House Democrats passed legislation Thursday that would grant statehood to the District of Columbia. The 216-208 party-line vote sends the measure to the Senate, where it does not appear to have the necessary 60 votes to pass.
The Washington D.C. Admission Act, symbolically numbered H.R. 51, would create Washington, Douglas Commonwealth, with two senators and a representative in the House, totaling three electoral college votes.
“Statehood for D.C. is about fairness, justice, and ensuring that all Americans have an equal stake in our republic,” the House Oversight and Reform Committee’s chairwoman, Rep. Carolyn Maloney, D-New York, said in her closing remarks. “This is not about politics.
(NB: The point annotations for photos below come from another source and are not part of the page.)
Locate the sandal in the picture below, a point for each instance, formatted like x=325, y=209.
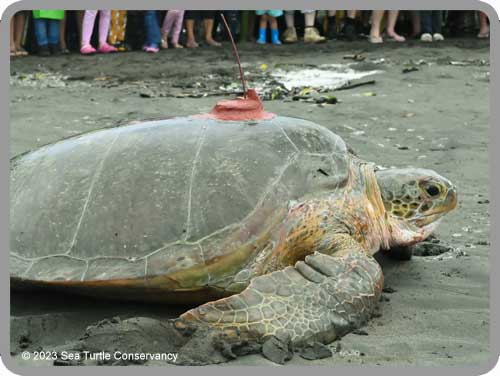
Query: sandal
x=87, y=50
x=164, y=43
x=396, y=38
x=376, y=40
x=151, y=49
x=21, y=52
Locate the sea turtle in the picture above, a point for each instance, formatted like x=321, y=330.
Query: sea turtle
x=269, y=222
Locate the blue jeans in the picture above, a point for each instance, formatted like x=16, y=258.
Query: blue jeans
x=431, y=21
x=46, y=31
x=153, y=33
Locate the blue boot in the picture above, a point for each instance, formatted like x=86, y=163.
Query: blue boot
x=262, y=36
x=275, y=37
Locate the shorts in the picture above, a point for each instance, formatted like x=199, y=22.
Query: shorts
x=272, y=13
x=199, y=15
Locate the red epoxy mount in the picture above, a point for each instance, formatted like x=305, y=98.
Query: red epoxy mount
x=240, y=109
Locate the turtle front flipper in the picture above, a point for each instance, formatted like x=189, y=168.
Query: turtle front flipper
x=317, y=300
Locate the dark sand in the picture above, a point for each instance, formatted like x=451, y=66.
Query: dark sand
x=436, y=117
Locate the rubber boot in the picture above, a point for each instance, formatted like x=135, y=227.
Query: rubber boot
x=275, y=36
x=262, y=36
x=290, y=35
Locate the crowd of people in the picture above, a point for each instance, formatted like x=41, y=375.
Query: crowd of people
x=54, y=32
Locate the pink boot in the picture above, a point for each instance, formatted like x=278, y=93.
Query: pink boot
x=106, y=48
x=87, y=50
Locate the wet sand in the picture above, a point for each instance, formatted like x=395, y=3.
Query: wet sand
x=435, y=117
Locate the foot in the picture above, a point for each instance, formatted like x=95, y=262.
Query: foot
x=396, y=37
x=106, y=49
x=151, y=49
x=164, y=42
x=122, y=47
x=349, y=30
x=21, y=51
x=426, y=37
x=87, y=50
x=376, y=39
x=331, y=31
x=290, y=35
x=54, y=49
x=437, y=37
x=312, y=35
x=43, y=51
x=213, y=42
x=192, y=44
x=484, y=34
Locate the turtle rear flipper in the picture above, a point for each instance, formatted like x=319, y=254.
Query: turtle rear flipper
x=317, y=300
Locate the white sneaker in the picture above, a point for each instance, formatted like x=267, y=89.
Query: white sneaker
x=438, y=37
x=426, y=37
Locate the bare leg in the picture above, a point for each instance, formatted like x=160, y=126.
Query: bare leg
x=309, y=19
x=263, y=21
x=377, y=16
x=62, y=34
x=415, y=22
x=273, y=23
x=484, y=30
x=191, y=40
x=208, y=25
x=391, y=23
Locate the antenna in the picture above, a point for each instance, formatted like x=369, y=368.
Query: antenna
x=236, y=54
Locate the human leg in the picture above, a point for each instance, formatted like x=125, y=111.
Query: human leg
x=377, y=16
x=87, y=27
x=208, y=27
x=311, y=34
x=262, y=29
x=273, y=24
x=153, y=33
x=391, y=24
x=290, y=34
x=177, y=28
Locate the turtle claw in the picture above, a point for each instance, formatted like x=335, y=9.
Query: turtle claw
x=193, y=343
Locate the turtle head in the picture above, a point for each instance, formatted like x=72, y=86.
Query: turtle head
x=417, y=196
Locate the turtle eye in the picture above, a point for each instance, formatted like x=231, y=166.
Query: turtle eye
x=432, y=190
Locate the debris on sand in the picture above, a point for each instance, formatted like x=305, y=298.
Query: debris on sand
x=313, y=351
x=349, y=85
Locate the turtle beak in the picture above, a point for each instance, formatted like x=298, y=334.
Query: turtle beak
x=451, y=199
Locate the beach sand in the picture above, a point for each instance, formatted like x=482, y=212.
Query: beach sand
x=436, y=310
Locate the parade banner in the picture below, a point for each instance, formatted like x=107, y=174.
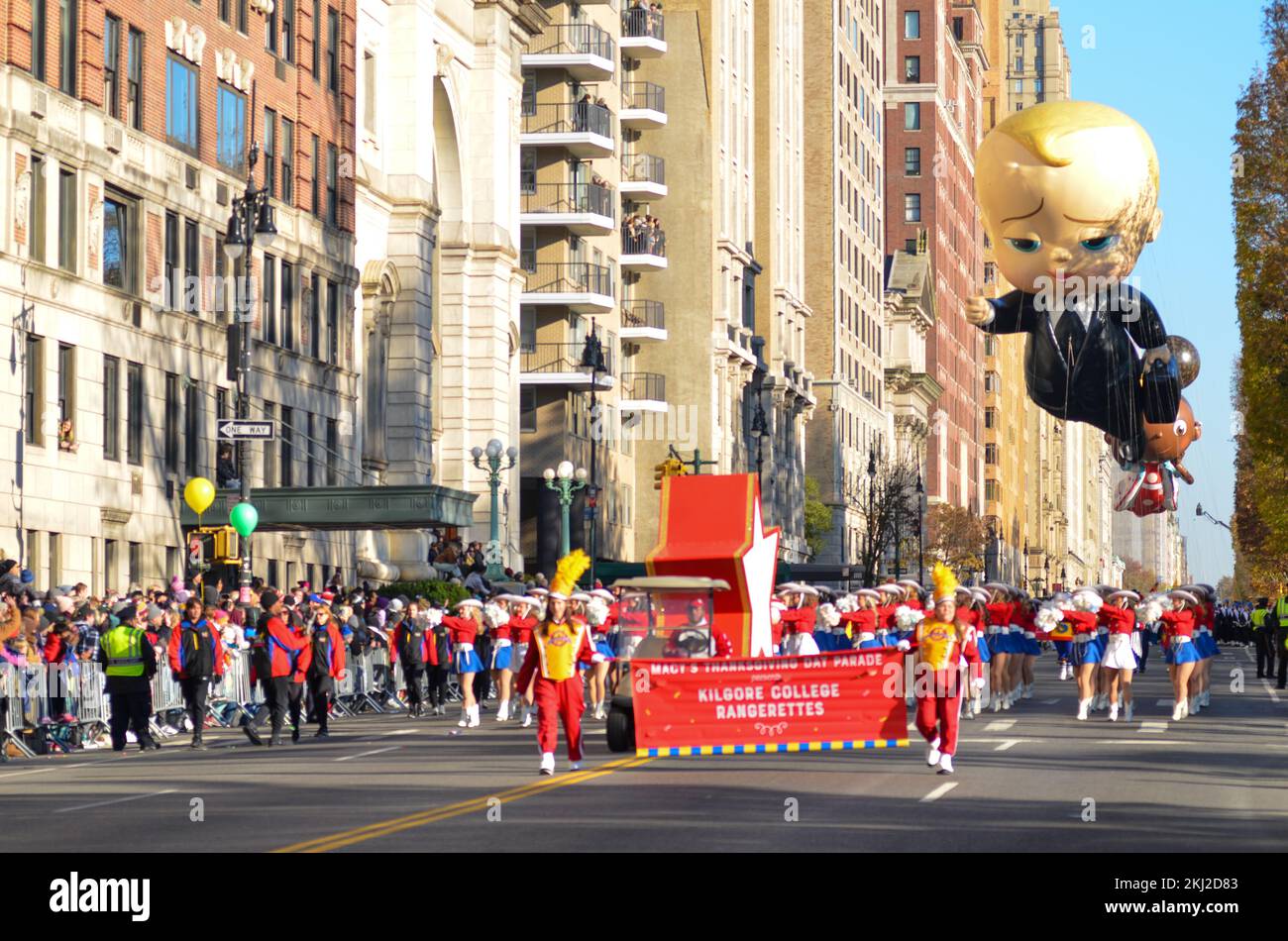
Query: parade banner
x=823, y=703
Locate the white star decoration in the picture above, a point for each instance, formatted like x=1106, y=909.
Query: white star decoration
x=758, y=570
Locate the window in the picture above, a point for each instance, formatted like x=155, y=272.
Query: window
x=111, y=408
x=112, y=65
x=333, y=51
x=269, y=299
x=172, y=290
x=192, y=430
x=67, y=219
x=134, y=81
x=314, y=317
x=134, y=419
x=37, y=209
x=39, y=30
x=231, y=146
x=34, y=393
x=369, y=90
x=171, y=422
x=67, y=34
x=191, y=286
x=269, y=143
x=331, y=170
x=313, y=197
x=317, y=38
x=333, y=443
x=286, y=452
x=333, y=322
x=288, y=30
x=67, y=383
x=527, y=408
x=912, y=207
x=120, y=249
x=287, y=162
x=912, y=161
x=180, y=104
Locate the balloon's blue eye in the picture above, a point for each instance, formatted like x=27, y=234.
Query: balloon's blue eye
x=1099, y=244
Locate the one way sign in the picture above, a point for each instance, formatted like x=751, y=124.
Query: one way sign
x=248, y=430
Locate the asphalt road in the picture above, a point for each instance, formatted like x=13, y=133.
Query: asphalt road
x=385, y=783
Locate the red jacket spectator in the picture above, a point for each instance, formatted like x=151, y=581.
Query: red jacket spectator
x=180, y=653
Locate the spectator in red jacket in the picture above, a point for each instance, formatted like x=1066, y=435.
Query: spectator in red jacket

It’s a fundamental voting and civil rights issue.”
The bill was authored and introduced by the District’s Del. Eleanor Holmes Norton, who has been leading the movement for statehood for decades. The bill has 216 House co-sponsors; an identical piece of legislation passed in the House last year.
Norton, who first introduced the bill 10 years ago with no co-sponsors, has argued continuously that District residents pay more in state and federal taxes than other states but have no voting representation in Congress.
“Congress has both the moral obligation and the constitutional authority to pass H.R. 51,” Norton said. “This country was founded on the principles of no taxation without representation and consent of the governed, but D.C. residents are taxed without representation and cannot consent to the laws under which they, as American citizens, must live.”
House Majority Leader Steny Hoyer, D-Mechanicsville, said statehood was a civil rights issue and a matter of equality of citizenship.
“In no other democratic nation in the world, does the capital city of that nation not have a vote in their parliament,” Hoyer said. “Now our ‘parliament’ is called the Congress.”
Republicans called the bill unconstitutional. They also were upset over the implications of an overwhelmingly Democratic city adding two Democratic senators to a closely-divided Senate.
Rep. James Comer, R-Kentucky, said the bill attempted to ignore the Founding Fathers’ intent for the capital, adding that statehood would be an unconstitutional, impractical and blatant power grab.
“America’s government will become of the Democrats, by the Democrats, and for the Democrats,” Comer said. “H.R. 51 is all about the Democrats adding two new progressive U.S. senators to push a radical agenda… to reshape America into the socialist utopia they alway talk about.”
Rep. Pat Fallon, R-Texas, offered “retrocession” as an alternative, giving District residents full federal representation. Putting the District “back into Maryland would give them that added seat and would address that very issue.”
“The GOP is acting in good faith because we know that seat will be a Democratic seat, but it’s the right thing to do,” Fallon said.
Rep. Mondaire Jones, D-New York, rebutted Republicans’ arguments, saying: “There is no good faith argument for disenfranchising over 700,000 people, most of whom are people of color.”
The White House voiced its support for District statehood on Tuesday, issuing a policy statement saying that it “will make our Union stronger and more just” and calling on Congress to give the residents of the nation’s capital “long overdue full representation in Congress.”
In the Senate, Democrats and Republicans are divided 50-50, with Vice President Kamala Harris holding a tie-breaking vote. The problem for District statehood, as it is for many other matters before the Senate, is that it would require 60 votes to end an expected filibuster by GOP opponents.
No Republican senator so far has embraced District statehood. And some Senate Democrats have not said how they would vote on the idea.
Senate Majority Leader Chuck Schumer, D-New York, is expected to press for a vote on District statehood. After the House vote, he tweeted: “This is about democracy. It’s about self-government. It’s about voting rights. I was proud to re-introduce this bill in the Senate, and we are working to make #DCStatehood a reality.”
Sen. Tom Carper, D-Delaware, and the chief statehood sponsor in the Senate, has asked former Connecticut Sen. Joe Lieberman to help lobby undecided senators to vote for the House-passed bill, Forbes reported.
But Sen. Lindsey Graham, R-South Carolina, told the magazine there was “zero chance” he could be persuaded by his close friend Lieberman to end his vehement opposition to statehood.
The League of Women Voters urged the Senate to pass the bill.
“D.C. statehood is not a partisan issue but a civil rights issue which cannot be separated from the fight for racial justice,” League CEO Virginia Kase said in a statement. “As D.C. is a jurisdiction with a majority population of Black and Brown people, continued efforts to block full representation is discrimination against the people who live, work, and pay taxes in the District.”
“For decades, Congress has refused to vote on statehood, based on racist accusations that D.C. cannot govern itself,” she said. “ It is long past time that we dispel these racist and discriminatory excuses and deliver justice to the residents of our nation’s capital.”